Much of today’s AIOps platforms are relegated as expert systems that machine learning and other mathematics underpin. There is a lot of AIOps bashing going on out there, but a general lack of understanding that these technologies do in fact provide tangible benefits seems to be ignored. Part of the challenge is that there are no true AIOps products (contrary to what vendors may say). However, there are products which provide benefits to users, using AIOps capabilities.

Domain-Agnostic vs. Domain-Centric AIOps

Gartner describes two distinct types of AIOps products those which are domain-agnostic and those which are domain-centric. 

Examples of this are the difference between a generic data aggregation tool (observability platforms, event correlation tools, and even some time-series analysis tools) versus domain-specific tools such as service management platforms and monitoring tools which target applications, networks, or general infrastructure.

There is a market guide that Gartner publishes, but there is no current plan for a magic quadrant yet. Sometimes, market guides move into a magic quadrant, but often they do not. Gartner publishes 3-4 times as many market guides as magic quadrants because of the maturity and depth of the magic quadrant research versus the market guide. The reason AIOps and other research areas aren’t a magic quadrant is that the market has not yet formed and these solutions are very diverse in their use cases and user types.

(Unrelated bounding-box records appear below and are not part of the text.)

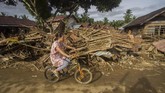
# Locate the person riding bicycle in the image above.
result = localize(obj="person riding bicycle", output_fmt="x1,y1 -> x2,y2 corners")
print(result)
50,35 -> 76,74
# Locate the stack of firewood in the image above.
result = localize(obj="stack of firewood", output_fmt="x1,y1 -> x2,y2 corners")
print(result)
68,28 -> 142,58
0,32 -> 47,59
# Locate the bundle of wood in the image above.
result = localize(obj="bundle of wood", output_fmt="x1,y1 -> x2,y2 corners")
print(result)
0,32 -> 46,59
66,28 -> 142,55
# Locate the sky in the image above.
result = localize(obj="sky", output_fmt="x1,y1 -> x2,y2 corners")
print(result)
0,0 -> 165,21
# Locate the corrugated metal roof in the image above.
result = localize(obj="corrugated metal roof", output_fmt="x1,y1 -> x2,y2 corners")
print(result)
124,7 -> 165,28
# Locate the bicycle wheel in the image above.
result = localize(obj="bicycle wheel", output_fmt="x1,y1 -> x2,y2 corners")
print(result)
44,66 -> 60,82
74,68 -> 93,84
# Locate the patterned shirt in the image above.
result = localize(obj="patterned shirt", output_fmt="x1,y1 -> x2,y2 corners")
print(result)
50,41 -> 66,67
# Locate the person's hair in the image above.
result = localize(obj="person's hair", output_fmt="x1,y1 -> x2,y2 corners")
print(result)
55,34 -> 63,40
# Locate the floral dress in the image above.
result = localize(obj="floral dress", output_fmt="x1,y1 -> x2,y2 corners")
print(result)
50,41 -> 66,67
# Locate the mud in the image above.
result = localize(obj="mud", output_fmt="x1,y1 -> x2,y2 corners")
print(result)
0,63 -> 165,93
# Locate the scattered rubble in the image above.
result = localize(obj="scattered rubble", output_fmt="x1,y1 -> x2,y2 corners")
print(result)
0,24 -> 165,73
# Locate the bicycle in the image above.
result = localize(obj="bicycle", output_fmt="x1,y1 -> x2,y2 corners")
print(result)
44,57 -> 93,84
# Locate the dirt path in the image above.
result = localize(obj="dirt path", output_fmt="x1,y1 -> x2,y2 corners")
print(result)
0,64 -> 165,93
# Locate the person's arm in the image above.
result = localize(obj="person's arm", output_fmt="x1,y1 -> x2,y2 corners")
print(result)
56,46 -> 70,58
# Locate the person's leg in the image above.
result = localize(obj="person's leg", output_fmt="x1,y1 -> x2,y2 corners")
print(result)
56,59 -> 70,71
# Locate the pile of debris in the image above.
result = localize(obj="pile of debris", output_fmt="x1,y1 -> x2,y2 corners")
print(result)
0,32 -> 47,59
68,28 -> 142,58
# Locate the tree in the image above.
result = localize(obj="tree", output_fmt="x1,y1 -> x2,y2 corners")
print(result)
19,15 -> 28,19
22,0 -> 51,27
1,0 -> 121,33
103,17 -> 109,25
123,9 -> 136,23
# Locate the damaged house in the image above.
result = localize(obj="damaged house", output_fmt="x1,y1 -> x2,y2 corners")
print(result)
47,15 -> 78,30
0,16 -> 36,39
124,7 -> 165,38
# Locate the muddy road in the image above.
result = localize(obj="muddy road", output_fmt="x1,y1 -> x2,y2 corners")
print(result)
0,63 -> 165,93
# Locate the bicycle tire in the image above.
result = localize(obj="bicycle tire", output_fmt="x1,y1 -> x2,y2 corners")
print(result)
74,68 -> 93,84
44,66 -> 60,83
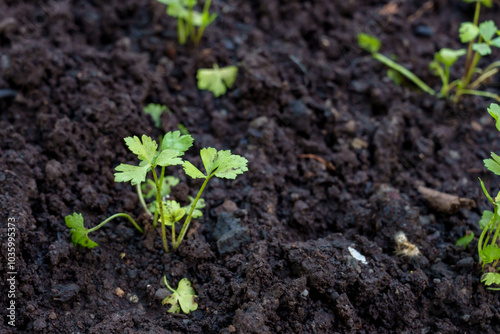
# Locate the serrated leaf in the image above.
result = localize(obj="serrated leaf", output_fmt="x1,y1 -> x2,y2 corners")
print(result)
200,147 -> 248,179
488,103 -> 500,131
458,22 -> 479,43
155,149 -> 184,167
184,196 -> 205,219
455,232 -> 474,249
479,244 -> 500,264
160,131 -> 194,155
491,37 -> 500,48
182,161 -> 206,179
478,178 -> 495,204
162,276 -> 198,314
481,273 -> 500,290
144,103 -> 170,128
115,164 -> 151,186
64,212 -> 98,249
125,135 -> 158,164
479,210 -> 493,230
472,43 -> 491,56
483,152 -> 500,176
436,48 -> 467,67
196,64 -> 238,97
358,33 -> 382,53
479,20 -> 497,42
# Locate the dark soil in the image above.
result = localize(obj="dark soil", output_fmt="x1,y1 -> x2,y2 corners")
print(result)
0,0 -> 500,333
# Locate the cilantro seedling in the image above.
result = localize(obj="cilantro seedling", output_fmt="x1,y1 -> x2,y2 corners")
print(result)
358,0 -> 500,103
196,64 -> 238,97
174,147 -> 248,249
157,0 -> 217,45
144,103 -> 170,129
161,276 -> 198,314
477,103 -> 500,290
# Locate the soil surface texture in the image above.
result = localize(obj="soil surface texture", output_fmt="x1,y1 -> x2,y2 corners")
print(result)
0,0 -> 500,334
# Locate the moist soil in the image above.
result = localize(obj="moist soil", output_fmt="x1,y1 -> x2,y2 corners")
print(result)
0,0 -> 500,333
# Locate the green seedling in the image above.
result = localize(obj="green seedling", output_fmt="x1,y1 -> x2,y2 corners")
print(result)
455,231 -> 474,249
157,0 -> 217,45
477,103 -> 500,290
358,0 -> 500,103
144,103 -> 170,129
65,131 -> 248,252
161,276 -> 198,314
196,64 -> 238,97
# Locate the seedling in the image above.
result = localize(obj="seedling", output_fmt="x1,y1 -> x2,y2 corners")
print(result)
144,103 -> 170,129
65,131 -> 248,252
161,276 -> 198,314
196,64 -> 238,97
358,0 -> 500,103
157,0 -> 217,45
394,231 -> 420,258
477,103 -> 500,290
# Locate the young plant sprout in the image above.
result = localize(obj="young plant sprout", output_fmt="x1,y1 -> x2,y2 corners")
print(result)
65,131 -> 248,252
144,103 -> 170,129
196,64 -> 238,97
358,0 -> 500,103
394,231 -> 420,258
156,0 -> 217,45
477,103 -> 500,290
161,276 -> 198,314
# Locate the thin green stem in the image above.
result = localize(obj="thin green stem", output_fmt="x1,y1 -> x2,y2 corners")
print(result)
137,183 -> 153,217
151,167 -> 168,253
462,1 -> 481,77
174,175 -> 212,249
373,53 -> 436,95
88,213 -> 144,233
454,89 -> 500,102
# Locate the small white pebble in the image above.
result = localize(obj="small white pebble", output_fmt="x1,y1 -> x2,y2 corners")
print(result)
347,247 -> 368,264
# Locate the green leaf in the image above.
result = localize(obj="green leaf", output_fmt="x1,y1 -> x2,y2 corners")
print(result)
125,135 -> 158,165
435,48 -> 467,67
479,20 -> 497,42
182,161 -> 206,179
155,149 -> 184,167
479,178 -> 495,204
472,43 -> 491,56
160,131 -> 194,155
479,210 -> 493,230
161,276 -> 198,314
458,22 -> 479,43
144,103 -> 170,128
455,232 -> 474,249
196,64 -> 238,97
184,196 -> 205,219
115,164 -> 151,186
358,33 -> 382,53
463,0 -> 493,7
64,212 -> 97,248
483,152 -> 500,176
479,244 -> 500,264
491,37 -> 500,48
481,273 -> 500,290
488,103 -> 500,131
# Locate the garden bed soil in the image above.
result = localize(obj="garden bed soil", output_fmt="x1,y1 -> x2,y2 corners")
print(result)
0,0 -> 500,334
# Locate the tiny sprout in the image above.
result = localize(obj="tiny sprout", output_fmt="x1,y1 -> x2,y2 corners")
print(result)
161,276 -> 198,314
358,0 -> 500,103
394,231 -> 420,258
196,64 -> 238,97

Gartner suggests users focus on the most pragmatic use cases and outcomes regarding AIOps given the lack of maturity. Focus on what the tools can do to meet immediate needs versus what AIOps cannot deliver yet. Today, many of these AIOps capabilities can really help teams scale and provide closed loop automation.

In APM tools, we’ve seen those which help with problem isolation. We look at the metrics along the graph of relationships between components on a transaction trace to determine a root cause. This is available in most leading commercial APM tools today and is proliferating to other types of observability.

Similarly, the use of AIOps capabilities in ITSM can speed up or automate ticket remediation, which is why we’ve seen advancement and acquisitions in this space.

Challenges

The challenges are that much of the current AIOps tooling uses unsupervised machine learning on this data to create baselines, clustering, and other aggregations to build anomaly detection. Anomaly detection doesn’t work very well, as the anomalies happen often enough that it creates toil for engineering teams. There are examples of supervised learning which works more effectively to find actual issues and surfacing those.

The reason Gartner includes CI/CD systems in AIOps because many of those platforms create closed-loop systems which take observability data to determine if a deployment in canary is going the right way and should be rolled out. These systems do so automatically, without user intervention.

There are technologies and tools such as ours at Logz.io doing supervised machine learning on crowdsourced data along with anomaly detection providing useful, actionable alerts which we can act upon. AIOps technologies can be very useful to teams, as our customers can attest to, but there are still false positives and false negatives.

The Future of AIOps

AIOps still has some distance to cover in order to mature.

We have plans for the next generation of supervised capabilities in our platform, and going down that path is the most benefit to users, along with leveraging cloud services from Google, Microsoft, Amazon, and IBM, etc. There is also much promise with open source machine learning projects such as TensorFlow, Knime, Scikit-learn and others.

AIOps is helping today, but it needs more work.

Today, teams build dashboards, queries, and alerts to manually analyze observability data.Looking at the way teams analyze observability data today is by building dashboards, queries, alerts, and other views of their data manually. Is this really the most effective way we could run observability? Of course not—Is this the effective way we should run observability? Obviously not, this is what monitoring has been for the last 30+ years, and our complexity problems are increasing exponentially.